Dr. Margaret Nordell has been an obstetrician for thirty-five years and has delivered hundreds of babies.

She has been advising expectant mothers to count their baby’s kicks for many years.

“The mother’s awareness of the baby’s movement is the oldest and most common way to assess fetal wellbeing,” Dr. Nordell shares.

And today, apps like ‘Count the Kicks’ make it that much easier to help expectant moms track that movement.

“Starting at twenty-eight-weeks, you should be very much aware of the baby’s movement,” Dr.

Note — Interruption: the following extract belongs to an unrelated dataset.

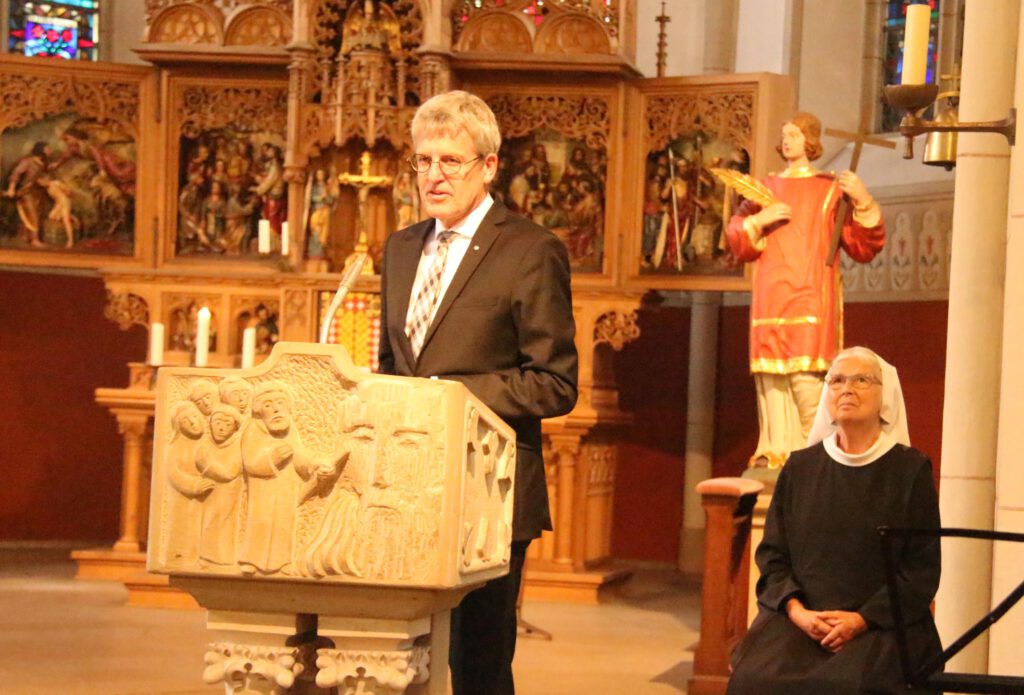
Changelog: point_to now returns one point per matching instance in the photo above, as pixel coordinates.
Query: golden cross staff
(859, 138)
(364, 182)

Nordell explains. “And you want at least 10 movements in 2 hours.”

Bianca had been doing just that, and while she had gone to the hospital due to a lack of movement before, this time she knew something was different.

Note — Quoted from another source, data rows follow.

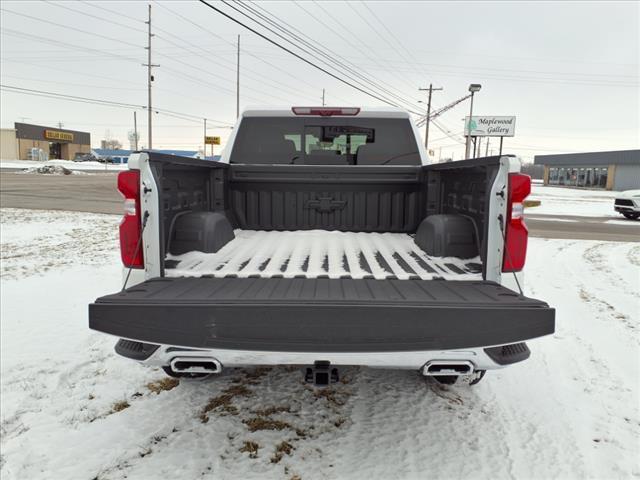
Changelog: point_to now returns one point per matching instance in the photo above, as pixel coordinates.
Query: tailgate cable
(135, 252)
(506, 251)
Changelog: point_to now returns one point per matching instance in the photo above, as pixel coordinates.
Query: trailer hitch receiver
(321, 374)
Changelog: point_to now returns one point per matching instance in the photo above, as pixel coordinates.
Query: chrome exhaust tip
(447, 367)
(195, 365)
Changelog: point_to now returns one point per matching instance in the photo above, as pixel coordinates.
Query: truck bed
(319, 253)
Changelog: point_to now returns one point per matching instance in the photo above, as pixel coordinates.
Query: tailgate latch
(326, 204)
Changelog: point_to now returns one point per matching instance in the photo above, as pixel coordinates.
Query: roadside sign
(490, 126)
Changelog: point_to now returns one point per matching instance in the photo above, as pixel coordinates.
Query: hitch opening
(195, 365)
(447, 367)
(321, 374)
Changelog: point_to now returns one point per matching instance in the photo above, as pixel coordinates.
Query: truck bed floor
(320, 253)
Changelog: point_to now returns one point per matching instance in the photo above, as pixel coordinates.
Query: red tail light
(516, 232)
(326, 111)
(131, 224)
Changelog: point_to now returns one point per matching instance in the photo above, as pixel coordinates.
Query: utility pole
(135, 130)
(473, 88)
(238, 81)
(149, 66)
(426, 130)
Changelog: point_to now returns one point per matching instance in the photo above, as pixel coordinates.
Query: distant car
(628, 204)
(84, 157)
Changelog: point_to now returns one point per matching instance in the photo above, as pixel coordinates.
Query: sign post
(490, 126)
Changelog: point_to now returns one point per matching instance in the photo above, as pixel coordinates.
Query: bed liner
(321, 253)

“At my thirty-seven-week mark, I knew something was very wrong because I hadn’t felt her kick for about, I wanna say, over 6 hours,” Bianca recalls. “I went to the hospital and I was having contractions, but I didn’ feel baby kick.”

A nonstress test was performed to evaluate baby’s health, and that is when Bianca’s OB agreed that something was not quite right.

“She listened to me and she’s like, ‘You know what, we haven’t seen baby kick, you haven’t felt baby kick, so maybe now is a good time to induce you,’” Bianca explains.

Bianca was having steady contractions, but then baby’s heart rate began to fluctuate, and the doctor recommended she deliver baby via c-section.

“Everything went great,” Bianca says. “The next day got a call that she had an infection in the placenta which could have been dangerous for us both.”

Ultimately, the simple action of counting baby’s kicks saved two lives that day.

“I want every mother to be that aware. Just realize it, like ‘hey, I’m not getting the movements I’m used to.’ Report that,” Dr. Nordell informs.

“Honestly, trust your instincts,” Biance advises, “because no one knows you better then yourself.”